Premier évêque de Toul

De temps immémorial, Saint Mansuy est considéré comme le père dans la foi de toute la Lorraine et comme le premier évêque de Toul. Les hagiographes romains actuels en reconnaissent eux-mêmes l’existence, mais, disons-le tout de suite, il faut nous résigner à tout ignorer de sa personne et de son histoire.
Si, de tous les Saints du nouveau Propre que nous avons déjà rencontrés, Saint Mansuy est incontestablement le plus ancien, c’est aussi le premier pour lequel la biographie se réduit ainsi à néant.
Ce peut être, par contre, l’occasion d’étudier, avec les ressources de la critique contemporaine, nos origines chrétiennes, d’évoquer l’aube de ces temps lointains sur lesquels se profile la silhouette mystérieuse de Saint Mansuy. L’histoire de son culte ensuite, attestée par d’innombrables documents, fera, en quelque sorte, comme compensation, en permettant à notre piété de rendre encore hommage à la « douce mémoire » de notre aïeul en Dieu.

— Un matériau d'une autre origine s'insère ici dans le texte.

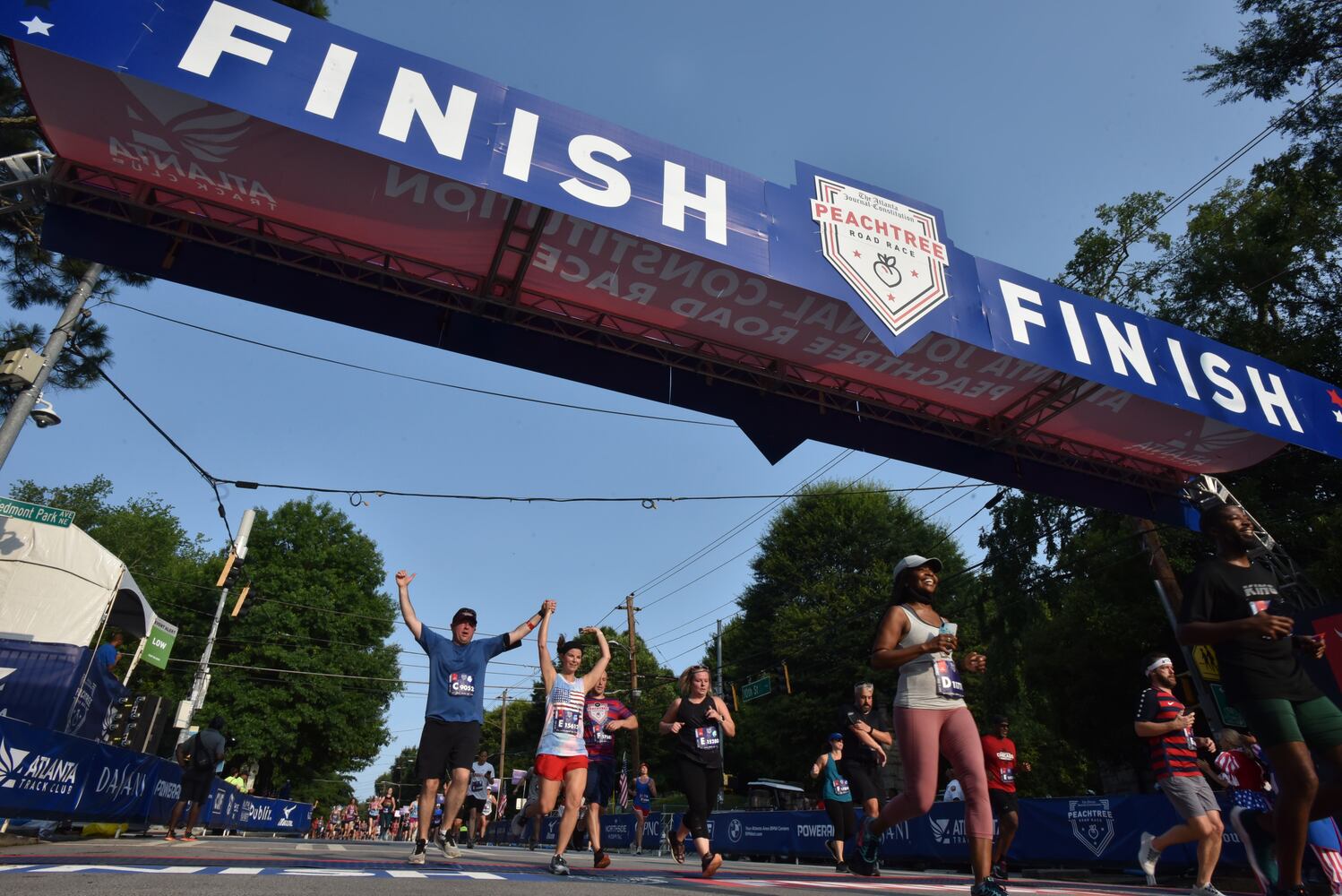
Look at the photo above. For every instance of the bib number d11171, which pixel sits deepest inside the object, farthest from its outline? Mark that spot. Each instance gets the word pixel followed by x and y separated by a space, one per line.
pixel 948 679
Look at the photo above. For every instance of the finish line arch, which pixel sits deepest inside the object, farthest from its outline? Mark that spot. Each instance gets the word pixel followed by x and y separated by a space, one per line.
pixel 251 151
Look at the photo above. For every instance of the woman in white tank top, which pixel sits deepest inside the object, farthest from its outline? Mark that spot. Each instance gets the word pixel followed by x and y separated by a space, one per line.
pixel 930 719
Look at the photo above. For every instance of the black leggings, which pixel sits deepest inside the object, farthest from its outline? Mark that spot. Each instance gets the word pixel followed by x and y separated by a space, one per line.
pixel 840 815
pixel 701 788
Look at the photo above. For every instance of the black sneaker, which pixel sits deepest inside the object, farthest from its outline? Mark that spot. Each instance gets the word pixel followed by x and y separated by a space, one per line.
pixel 988 887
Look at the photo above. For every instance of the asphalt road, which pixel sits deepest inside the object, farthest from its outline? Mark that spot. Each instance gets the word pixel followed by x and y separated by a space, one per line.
pixel 275 866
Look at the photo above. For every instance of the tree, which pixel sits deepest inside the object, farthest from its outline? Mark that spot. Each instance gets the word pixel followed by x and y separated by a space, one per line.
pixel 821 585
pixel 38 278
pixel 305 680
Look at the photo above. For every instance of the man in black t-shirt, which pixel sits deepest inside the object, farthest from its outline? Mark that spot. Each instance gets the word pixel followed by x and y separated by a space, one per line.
pixel 1234 605
pixel 863 762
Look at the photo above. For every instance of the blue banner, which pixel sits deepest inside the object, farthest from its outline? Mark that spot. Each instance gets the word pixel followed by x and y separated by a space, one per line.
pixel 50 774
pixel 887 256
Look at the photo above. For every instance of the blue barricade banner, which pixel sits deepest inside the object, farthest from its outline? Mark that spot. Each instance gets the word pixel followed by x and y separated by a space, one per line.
pixel 50 774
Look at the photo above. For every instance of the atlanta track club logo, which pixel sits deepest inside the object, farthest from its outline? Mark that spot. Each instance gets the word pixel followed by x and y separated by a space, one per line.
pixel 890 254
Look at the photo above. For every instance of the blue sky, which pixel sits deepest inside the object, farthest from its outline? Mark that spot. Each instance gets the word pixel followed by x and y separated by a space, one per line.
pixel 1016 119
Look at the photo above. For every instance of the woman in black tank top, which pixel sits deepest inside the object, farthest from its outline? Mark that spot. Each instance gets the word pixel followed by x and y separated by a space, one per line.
pixel 700 720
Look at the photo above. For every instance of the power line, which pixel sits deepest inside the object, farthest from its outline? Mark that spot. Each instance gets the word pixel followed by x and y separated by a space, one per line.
pixel 420 380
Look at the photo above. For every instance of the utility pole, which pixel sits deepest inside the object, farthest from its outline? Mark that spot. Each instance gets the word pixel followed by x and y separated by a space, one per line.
pixel 719 656
pixel 633 675
pixel 202 683
pixel 503 761
pixel 24 401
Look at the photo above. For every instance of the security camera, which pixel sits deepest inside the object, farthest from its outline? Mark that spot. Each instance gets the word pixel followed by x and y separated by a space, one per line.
pixel 45 415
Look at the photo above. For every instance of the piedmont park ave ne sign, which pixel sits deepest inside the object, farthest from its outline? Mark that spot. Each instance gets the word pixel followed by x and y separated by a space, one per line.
pixel 253 151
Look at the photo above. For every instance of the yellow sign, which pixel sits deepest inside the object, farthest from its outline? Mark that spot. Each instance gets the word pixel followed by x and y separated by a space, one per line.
pixel 1207 666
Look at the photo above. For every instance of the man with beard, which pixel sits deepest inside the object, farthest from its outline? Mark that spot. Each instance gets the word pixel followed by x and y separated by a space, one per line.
pixel 867 755
pixel 1234 605
pixel 1168 730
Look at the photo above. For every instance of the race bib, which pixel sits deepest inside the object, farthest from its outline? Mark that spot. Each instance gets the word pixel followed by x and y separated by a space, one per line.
pixel 568 722
pixel 460 685
pixel 708 738
pixel 948 679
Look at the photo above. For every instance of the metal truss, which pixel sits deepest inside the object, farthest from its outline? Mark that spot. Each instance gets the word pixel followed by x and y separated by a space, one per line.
pixel 1205 493
pixel 503 296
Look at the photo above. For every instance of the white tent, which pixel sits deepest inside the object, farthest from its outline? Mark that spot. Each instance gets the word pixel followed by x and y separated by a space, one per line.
pixel 56 583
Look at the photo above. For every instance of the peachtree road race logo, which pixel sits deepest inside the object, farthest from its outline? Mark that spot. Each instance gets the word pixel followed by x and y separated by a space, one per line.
pixel 286 821
pixel 181 140
pixel 887 251
pixel 1093 823
pixel 42 774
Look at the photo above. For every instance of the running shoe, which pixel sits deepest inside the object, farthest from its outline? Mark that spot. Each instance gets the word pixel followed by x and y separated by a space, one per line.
pixel 988 887
pixel 1258 845
pixel 676 848
pixel 1148 855
pixel 868 844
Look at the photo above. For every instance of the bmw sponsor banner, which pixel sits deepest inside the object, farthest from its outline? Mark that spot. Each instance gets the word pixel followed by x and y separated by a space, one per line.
pixel 50 774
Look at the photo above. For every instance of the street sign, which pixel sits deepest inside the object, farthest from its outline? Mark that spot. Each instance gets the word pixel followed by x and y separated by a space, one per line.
pixel 1229 715
pixel 757 688
pixel 37 513
pixel 1205 660
pixel 159 645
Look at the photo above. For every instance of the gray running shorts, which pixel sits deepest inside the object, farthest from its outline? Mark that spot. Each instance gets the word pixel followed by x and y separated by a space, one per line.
pixel 1189 796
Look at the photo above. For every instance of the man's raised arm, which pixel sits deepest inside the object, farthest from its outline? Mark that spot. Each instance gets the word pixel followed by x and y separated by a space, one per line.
pixel 403 585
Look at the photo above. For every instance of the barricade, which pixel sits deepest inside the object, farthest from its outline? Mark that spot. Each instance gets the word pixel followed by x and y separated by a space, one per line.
pixel 53 776
pixel 1091 831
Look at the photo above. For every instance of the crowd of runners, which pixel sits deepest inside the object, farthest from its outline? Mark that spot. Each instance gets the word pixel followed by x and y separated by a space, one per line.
pixel 1232 605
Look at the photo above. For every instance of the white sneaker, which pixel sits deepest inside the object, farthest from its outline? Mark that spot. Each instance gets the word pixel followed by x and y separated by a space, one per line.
pixel 1148 856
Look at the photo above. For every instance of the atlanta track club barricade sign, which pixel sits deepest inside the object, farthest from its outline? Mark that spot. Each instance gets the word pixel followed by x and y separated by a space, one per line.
pixel 1074 831
pixel 47 774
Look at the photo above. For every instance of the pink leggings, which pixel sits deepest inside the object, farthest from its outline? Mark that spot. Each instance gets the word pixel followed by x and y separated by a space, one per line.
pixel 922 736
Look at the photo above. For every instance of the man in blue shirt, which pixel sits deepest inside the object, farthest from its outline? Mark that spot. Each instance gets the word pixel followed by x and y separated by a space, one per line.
pixel 109 653
pixel 455 709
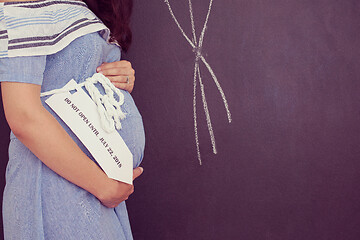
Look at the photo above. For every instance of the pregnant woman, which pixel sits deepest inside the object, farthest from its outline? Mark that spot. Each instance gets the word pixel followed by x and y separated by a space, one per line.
pixel 54 188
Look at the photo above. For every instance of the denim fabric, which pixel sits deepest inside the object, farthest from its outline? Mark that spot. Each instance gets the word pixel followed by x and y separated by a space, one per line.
pixel 38 203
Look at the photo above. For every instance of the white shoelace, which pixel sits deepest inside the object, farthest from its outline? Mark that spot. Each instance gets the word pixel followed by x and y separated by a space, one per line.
pixel 108 107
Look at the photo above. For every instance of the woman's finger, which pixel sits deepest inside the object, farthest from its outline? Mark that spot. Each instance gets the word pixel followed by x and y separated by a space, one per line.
pixel 117 71
pixel 122 79
pixel 121 64
pixel 124 86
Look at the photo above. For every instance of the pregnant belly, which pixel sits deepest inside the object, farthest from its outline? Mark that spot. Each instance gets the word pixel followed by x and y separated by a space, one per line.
pixel 132 130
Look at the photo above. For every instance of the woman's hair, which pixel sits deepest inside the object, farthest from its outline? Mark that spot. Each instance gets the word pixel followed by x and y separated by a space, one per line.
pixel 115 14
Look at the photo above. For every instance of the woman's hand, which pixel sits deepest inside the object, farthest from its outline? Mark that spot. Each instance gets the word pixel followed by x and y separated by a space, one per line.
pixel 116 192
pixel 120 73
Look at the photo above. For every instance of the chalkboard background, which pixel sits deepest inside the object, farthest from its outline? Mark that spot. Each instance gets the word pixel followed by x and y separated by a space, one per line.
pixel 287 166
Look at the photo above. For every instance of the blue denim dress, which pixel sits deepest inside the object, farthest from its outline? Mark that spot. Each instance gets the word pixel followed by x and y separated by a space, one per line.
pixel 38 203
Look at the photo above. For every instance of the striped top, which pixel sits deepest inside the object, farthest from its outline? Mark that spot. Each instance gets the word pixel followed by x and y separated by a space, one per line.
pixel 44 27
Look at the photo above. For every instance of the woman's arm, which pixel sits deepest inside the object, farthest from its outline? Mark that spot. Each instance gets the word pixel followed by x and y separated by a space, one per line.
pixel 37 129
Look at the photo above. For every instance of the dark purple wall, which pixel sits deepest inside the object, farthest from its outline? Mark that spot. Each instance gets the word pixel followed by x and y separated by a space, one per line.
pixel 288 166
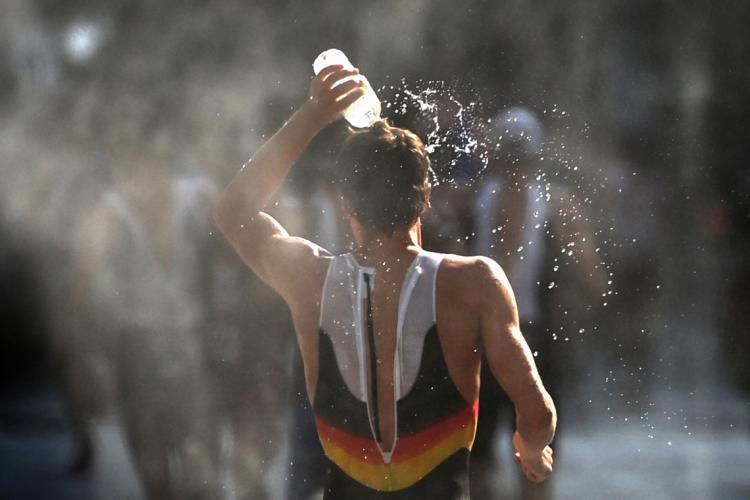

Plusieurs fois déjà, nous avons remarqué que, sans le savoir, l’Empire romain avait préparé les voies à l’Evangile, notamment par le réseau étonnant de ses grandes routes et par le quadrillage de son administration. En pénétrant, dès le début du II° siècle, à travers la Gaule, l’Eglise s’installa tout naturellement dans les cadres de la vie publique de l’Empire. Ainsi, ce sont les circonscriptions administratives du temps de Dioclétien, appelées justement « diocèses », qui ont fourni aux premiers évêchés leurs limites et leurs chefs-lieux.

Le cas est typique pour Toul, capitale de la Cité des Leuques, dont le territoire dessina exactement les contours du diocèse de Toul, des origines au démembrement de 1777, date à laquelle s’en détacha le diocèse de Saint-Dié. Située sur la Moselle, à la pointe de cette sorte d’accent circonflexe que fait la rivière entre sa source à Bussang et son terminus à Coblence, la ville de Toul eut de tout temps une importance stratégique de premier ordre. C’est par Toul que s’infléchissait la voie impériale reliant Rome à Cologne, par Lyon, Langres, Metz et Trèves. Aussi, dans ces villes-étapes, le plus souvent d’ailleurs centres d’un culte païen très actif, voyons-nous progressivement se développer les premiers foyers de chrétienté.

Entre Lyon et Trèves, où se constituent respectivement aux II° et III° siècles ce que les historiens appellent les grandes paroisses épiscopales, on admet qu’il exista à Toul, comme à Autun et à Metz, des paroisses presbytérales, annexes des deux premières métropoles. Ce terme de la paroisse donne à penser qu’il y eut à Toul des fidèles et des prêtres, bien avant qu’elle ne devînt le siège d’un évêché.
En conséquence, si Saint Mansuy a sans nul doute été devancé par des prédicateurs anonymes de l’Evangile, il est reconnu comme le fondateur de la première chrétienté autonome organisée en diocèse. L’évènement se situe au milieu du IV° siècle, lorsqu’il y eut un nombre suffisant de baptisés et de prêtres organisés en paroisses. Première ébauche intéressante d’une pastorale d’ensemble !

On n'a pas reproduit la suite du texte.